The Green Lantern is coming, but the news crews are leaving.
Warner Bros. Studios will bring workers with subsidiary DC Entertainment from New York to Burbank over the next 16 months. DC Entertainment is the movie and game arm of DC Comics, publisher of comics and graphic novels with characters including the Green Lantern, Batman, Wonder Woman and Alfred E. Neumann of Mad magazine.
Meanwhile, NBC has announced that the news staff of KNBC and NBC News’ Los Angeles operation will leave Burbank for Universal City in 2012.
The arrival of the DC crew comes as Warner Bros. works on a Green Lantern feature film to be released in summer 2011. Paul McGuire, a Warner Bros. spokesman, said Warner Bros. and DC will unveil a full slate of comics-based films and products later this year.
“We believe this move is going to allow for the greatest positive impact on the DC brand on its world-class franchises over the long term on a variety of platforms, from film to television to gaming,” McGuire said.
He declined to say how many workers will come to the West Coast.
DC Entertainment’s publishing offices will remain in New York, according to a statement by company President Diane Nelson.
McGuire said the studio is still looking for the exact Burbank location for the DC Entertainment group.
“We are considering several locations adjacent to studio operations,” he said.

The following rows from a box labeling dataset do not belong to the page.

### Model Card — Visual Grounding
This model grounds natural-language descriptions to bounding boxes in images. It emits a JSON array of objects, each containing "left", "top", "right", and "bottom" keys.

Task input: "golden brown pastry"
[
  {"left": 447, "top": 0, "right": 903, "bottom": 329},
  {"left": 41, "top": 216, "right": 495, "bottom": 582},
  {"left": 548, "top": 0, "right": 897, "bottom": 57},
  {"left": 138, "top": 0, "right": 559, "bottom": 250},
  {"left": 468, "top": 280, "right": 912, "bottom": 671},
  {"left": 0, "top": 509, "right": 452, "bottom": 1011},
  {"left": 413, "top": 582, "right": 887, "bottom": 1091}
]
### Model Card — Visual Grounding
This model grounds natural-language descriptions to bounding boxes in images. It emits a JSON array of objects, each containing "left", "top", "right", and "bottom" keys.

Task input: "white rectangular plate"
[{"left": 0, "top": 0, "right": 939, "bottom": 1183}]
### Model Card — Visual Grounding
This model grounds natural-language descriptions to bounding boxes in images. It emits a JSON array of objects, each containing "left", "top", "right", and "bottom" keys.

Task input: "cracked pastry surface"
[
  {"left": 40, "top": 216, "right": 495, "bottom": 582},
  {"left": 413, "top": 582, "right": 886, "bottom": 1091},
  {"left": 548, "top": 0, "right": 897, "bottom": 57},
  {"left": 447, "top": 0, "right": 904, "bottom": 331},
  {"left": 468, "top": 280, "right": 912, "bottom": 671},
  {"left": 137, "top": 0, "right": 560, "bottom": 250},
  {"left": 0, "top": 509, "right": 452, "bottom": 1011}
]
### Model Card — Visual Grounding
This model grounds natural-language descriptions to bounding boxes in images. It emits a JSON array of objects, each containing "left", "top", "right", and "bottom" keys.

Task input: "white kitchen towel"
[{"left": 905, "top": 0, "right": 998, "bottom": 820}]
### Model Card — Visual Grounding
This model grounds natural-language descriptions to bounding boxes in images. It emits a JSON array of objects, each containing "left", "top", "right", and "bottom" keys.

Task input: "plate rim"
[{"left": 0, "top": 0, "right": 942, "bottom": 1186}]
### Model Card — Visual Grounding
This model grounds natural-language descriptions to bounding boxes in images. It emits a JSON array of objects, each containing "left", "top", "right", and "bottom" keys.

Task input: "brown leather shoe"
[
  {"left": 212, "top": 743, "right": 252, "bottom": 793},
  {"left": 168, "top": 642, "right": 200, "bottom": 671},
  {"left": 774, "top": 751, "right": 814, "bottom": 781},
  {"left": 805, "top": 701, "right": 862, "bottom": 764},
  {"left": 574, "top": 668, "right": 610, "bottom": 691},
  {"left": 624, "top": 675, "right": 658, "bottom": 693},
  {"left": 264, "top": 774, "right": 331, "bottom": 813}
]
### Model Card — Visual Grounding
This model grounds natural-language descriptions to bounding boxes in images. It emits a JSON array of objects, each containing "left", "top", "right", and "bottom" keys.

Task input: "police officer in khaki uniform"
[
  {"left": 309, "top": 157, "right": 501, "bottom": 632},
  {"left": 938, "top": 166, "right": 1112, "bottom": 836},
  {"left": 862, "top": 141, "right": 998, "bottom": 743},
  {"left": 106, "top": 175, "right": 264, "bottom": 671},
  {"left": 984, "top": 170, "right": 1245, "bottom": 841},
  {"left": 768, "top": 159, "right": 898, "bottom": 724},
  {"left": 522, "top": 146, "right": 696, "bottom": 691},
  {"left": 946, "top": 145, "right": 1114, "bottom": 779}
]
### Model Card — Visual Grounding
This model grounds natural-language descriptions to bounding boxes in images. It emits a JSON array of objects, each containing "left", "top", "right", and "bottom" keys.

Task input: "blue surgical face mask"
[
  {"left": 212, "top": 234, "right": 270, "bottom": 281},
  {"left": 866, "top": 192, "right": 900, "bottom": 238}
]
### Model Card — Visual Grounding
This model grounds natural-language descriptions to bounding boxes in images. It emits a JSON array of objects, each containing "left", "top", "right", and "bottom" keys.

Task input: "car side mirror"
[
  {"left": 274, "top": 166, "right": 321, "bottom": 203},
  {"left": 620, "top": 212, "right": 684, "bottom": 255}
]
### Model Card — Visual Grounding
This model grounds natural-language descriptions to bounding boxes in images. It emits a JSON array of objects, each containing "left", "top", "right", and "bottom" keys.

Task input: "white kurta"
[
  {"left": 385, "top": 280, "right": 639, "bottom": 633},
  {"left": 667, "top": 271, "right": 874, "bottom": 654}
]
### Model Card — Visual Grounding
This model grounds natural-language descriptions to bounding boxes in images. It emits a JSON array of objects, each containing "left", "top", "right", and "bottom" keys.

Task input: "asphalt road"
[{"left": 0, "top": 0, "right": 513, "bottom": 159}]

Larry Gerbrandt, an industry analyst with Media Valuation Partners in Los Angeles, said studios are moving aggressively to capitalize on the popularity of comics, as shown by the studios’ heavy presence at Comic-Con, a trade show in San Diego in July.
“The DC Comics move reflects the growing importance of this division as a source of future content for movies, TV series and the accompanying video games,” Gerbrandt wrote in an e-mail. “Warner hasn’t been as aggressive in exploiting this division in the past, but is certainly aware of the plans Disney has from its new Marvel acquisition … I can see these divisions as becoming much more important going forward.”
Cindy Gardner, a spokeswoman for NBC Universal, confirmed that the entire L.A. news bureau for NBC, as well as KNBC, will move to Universal City by mid-2012. She declined to say how many people are affected.
NBC shows that will continue to be produced in Burbank include “The Tonight Show with Jay Leno,” “Access Hollywood” and “Days Of Our Lives.” Spanish-language station KVEA, or Telemundo 52, will remain in Burbank, but “Telemundo is currently exploring their own options for the business,” Gardner said in an e-mail.
Businesses near the NBC studios lamented the likely loss of clients.
Tina Petrossian, owner of Tony’s Deli on Olive Avenue near the NBC facility, offers special discounts to studio workers and says she has lost customers in previous media industry shuffles.
She said it is good that the NBC news workers aren’t being laid off this time.
“However, you don’t know who’s going to replace that person as a customer,” she said.
James Rhodes of Fairview Auto, a smog test shop across the street from NBC, said customers have been telling him for months that they are headed for Universal City.
“I’m definitely going to feel it,” Rhodes said. “But there isn’t anything I can do to change things.”